New novels from Sara Gruen and Scarlett Thomas, humor from David Sedaris and David Rakoff, science fiction you've come to love from WIlliam Gibson, and new, experimental work from 5 under 35 winner, Charles Yu.
1. 'Ape House' by Sara Gruen
Random House, September 7, 2010
The author of Water for Elephants is back with more in the realm of human-animal interaction - this time with great apes.
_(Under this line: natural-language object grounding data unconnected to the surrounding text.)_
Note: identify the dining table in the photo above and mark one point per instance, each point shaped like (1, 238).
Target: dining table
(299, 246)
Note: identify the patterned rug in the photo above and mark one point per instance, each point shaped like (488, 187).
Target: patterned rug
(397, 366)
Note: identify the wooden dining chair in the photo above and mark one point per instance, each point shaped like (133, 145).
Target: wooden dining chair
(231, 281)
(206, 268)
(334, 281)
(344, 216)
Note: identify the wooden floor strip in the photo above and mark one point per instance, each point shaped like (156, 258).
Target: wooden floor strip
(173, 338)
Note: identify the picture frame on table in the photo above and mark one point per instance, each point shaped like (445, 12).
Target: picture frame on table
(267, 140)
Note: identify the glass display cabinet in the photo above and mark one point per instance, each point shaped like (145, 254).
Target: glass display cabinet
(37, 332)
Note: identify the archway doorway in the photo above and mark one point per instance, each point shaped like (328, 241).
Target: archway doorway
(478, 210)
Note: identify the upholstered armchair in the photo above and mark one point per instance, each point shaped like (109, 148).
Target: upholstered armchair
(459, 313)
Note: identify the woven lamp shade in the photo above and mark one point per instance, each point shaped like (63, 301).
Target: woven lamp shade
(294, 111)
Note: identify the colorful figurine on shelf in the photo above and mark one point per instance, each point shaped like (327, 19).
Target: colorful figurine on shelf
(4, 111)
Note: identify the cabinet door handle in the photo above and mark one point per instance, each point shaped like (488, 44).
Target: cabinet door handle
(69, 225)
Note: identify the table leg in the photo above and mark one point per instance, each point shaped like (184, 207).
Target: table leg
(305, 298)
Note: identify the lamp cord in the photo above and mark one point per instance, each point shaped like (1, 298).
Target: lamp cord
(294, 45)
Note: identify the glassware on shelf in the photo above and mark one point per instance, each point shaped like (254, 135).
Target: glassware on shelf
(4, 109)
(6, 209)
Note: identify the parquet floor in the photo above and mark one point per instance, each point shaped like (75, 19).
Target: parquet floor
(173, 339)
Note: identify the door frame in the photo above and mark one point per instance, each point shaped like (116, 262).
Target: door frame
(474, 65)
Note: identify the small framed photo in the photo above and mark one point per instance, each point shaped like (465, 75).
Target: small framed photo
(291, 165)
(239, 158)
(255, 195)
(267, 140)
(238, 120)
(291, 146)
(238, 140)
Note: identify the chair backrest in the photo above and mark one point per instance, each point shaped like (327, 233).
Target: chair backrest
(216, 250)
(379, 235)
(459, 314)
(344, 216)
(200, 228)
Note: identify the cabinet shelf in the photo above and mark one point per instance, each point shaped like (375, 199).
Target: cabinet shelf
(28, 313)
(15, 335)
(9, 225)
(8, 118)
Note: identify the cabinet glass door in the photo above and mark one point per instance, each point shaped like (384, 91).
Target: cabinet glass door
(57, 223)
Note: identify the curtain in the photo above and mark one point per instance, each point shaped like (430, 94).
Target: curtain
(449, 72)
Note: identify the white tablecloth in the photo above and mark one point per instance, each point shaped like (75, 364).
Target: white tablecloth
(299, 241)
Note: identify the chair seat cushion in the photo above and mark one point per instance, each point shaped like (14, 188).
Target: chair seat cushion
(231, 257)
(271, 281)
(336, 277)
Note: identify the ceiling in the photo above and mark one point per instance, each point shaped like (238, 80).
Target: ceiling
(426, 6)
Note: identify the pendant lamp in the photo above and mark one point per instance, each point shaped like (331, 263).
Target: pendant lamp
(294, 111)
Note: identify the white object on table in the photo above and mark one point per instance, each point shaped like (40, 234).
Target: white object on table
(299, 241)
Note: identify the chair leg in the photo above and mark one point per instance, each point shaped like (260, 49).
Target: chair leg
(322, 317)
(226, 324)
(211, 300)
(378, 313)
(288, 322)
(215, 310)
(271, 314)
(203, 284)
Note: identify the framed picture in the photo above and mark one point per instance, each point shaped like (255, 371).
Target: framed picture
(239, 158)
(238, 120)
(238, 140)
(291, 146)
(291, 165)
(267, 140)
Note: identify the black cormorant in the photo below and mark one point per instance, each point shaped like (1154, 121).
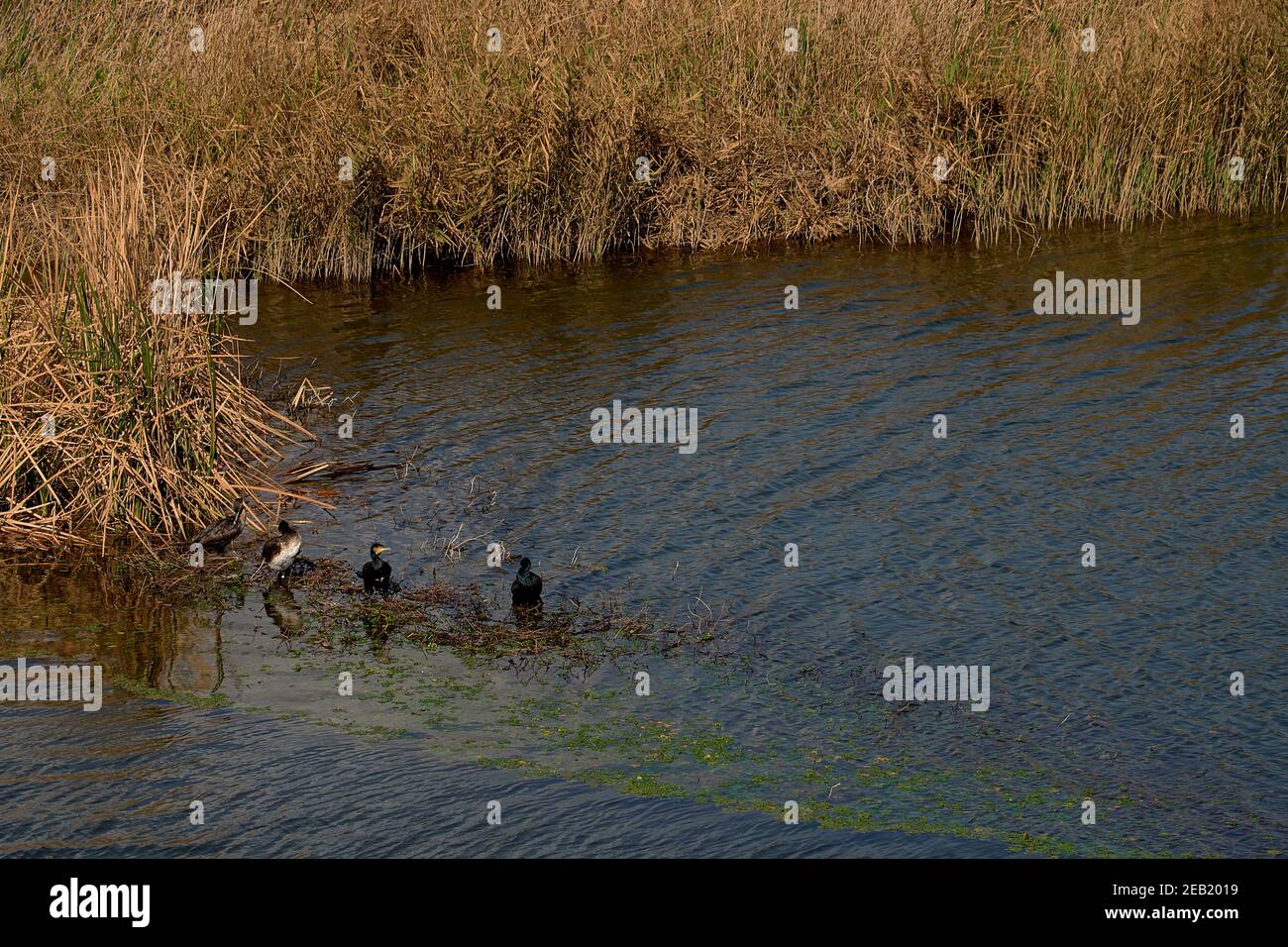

Ape House begins with the bombing of the Great Ape Language Lab which sets into motion a story involving a reporter, a scientist, and six American Sign Language fluent bonobos.
2. 'Before You Suffocate Your Own Fool Self' by Danielle Evans
Riverhead, September 23, 2010
Danielle Evans' debut collection of short stories focuses largely on young women and girls struggling with maturity, sexuality, racial inequality, and more.
3. 'By Nightfall' by Michael Cunningham
Farrar, Straus and Giroux, September 28, 2010
Peter and Rebecca are a mid-forties couple enjoying successful careers in New York's art world until turmoil visits in the form of Rebcca's younger brother Ethan, whose devil-may-care ways threaten to unhinge their world.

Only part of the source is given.